Revisión dental infantil para valorar cuándo se caen los dientes de leche y cómo erupcionan los definitivos

¿Cuándo se caen los dientes de leche?

Saber cuándo se caen los dientes de leche ayuda a distinguir lo que suele entrar dentro de lo normal de lo que conviene revisar. En la mayoría de los niños, el recambio empieza alrededor de los 6 años y se alarga varios años más, con un ritmo que no siempre es idéntico en todos los casos.

Además, no todo se reduce a esperar a que el diente se mueva. Conviene mirar el proceso con tranquilidad, paso a paso, y fijarse en cómo erupcionan los definitivos, si hay dolor, si aparece una caída demasiado temprana o si se ven manchas que puedan indicar desmineralización o caries.

A qué edad suele empezar la caída de los dientes de leche

La caída de los dientes temporales no ocurre de golpe, sino como parte del recambio dental. Lo habitual es que el diente definitivo vaya avanzando por debajo y reabsorbiendo poco a poco la raíz del diente de leche. Cuando esa raíz pierde su soporte, el diente se afloja y termina cayéndose.

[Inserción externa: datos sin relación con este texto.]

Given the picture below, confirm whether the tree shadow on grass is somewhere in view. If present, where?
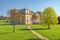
[20,28,48,30]
[0,32,12,35]
[25,38,41,40]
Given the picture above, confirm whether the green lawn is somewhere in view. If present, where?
[0,25,38,40]
[32,25,60,40]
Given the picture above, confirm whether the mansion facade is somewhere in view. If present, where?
[10,8,41,24]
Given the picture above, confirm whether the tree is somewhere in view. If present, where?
[8,9,20,32]
[42,7,58,29]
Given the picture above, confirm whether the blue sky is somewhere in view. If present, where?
[0,0,60,16]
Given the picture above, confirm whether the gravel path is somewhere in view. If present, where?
[28,26,48,40]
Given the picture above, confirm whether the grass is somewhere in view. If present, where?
[32,25,60,40]
[0,25,38,40]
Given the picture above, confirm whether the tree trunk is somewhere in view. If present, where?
[48,24,50,29]
[13,23,15,32]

En términos generales, el proceso suele empezar entre los 6 y 7 años con los incisivos inferiores y superiores. Después continúan otras piezas a lo largo de la infancia, y la mayoría de los niños completa la caída de sus 20 dientes de leche entre los 10 y los 12 años, aunque a veces puede alargarse algo más sin que eso signifique un problema por sí solo.

Como orientación general, este suele ser el orden aproximado:

  • Incisivos centrales inferiores: 6-7 años.
  • Incisivos centrales superiores: 6-8 años.
  • Incisivos laterales: 7-9 años.
  • Primeros molares de leche: 9-11 años.
  • Caninos de leche: 9-12 años.
  • Segundos molares de leche: 10-12 años.

Este calendario sirve como referencia orientativa, no como una fecha exacta. Hay niños que empiezan un poco antes y otros un poco después. También influye si el primer diente salió temprano, la forma en que están colocadas las piezas y si el definitivo viene bien guiado o necesita más tiempo para asomar.

La caída de un diente temporal suele ser un proceso gradual. Más que fijarse en una fecha exacta, conviene valorar si el recambio sigue una secuencia razonable y sin señales de alarma.

Cuando el proceso es normal, el diente puede pasar unas semanas moviéndose antes de caer. Suele molestar poco y el niño sigue comiendo con relativa normalidad. Lo importante es no forzar la extracción en casa cuando todavía está muy sujeto, porque eso puede irritar la encía, provocar sangrado innecesario o generar miedo.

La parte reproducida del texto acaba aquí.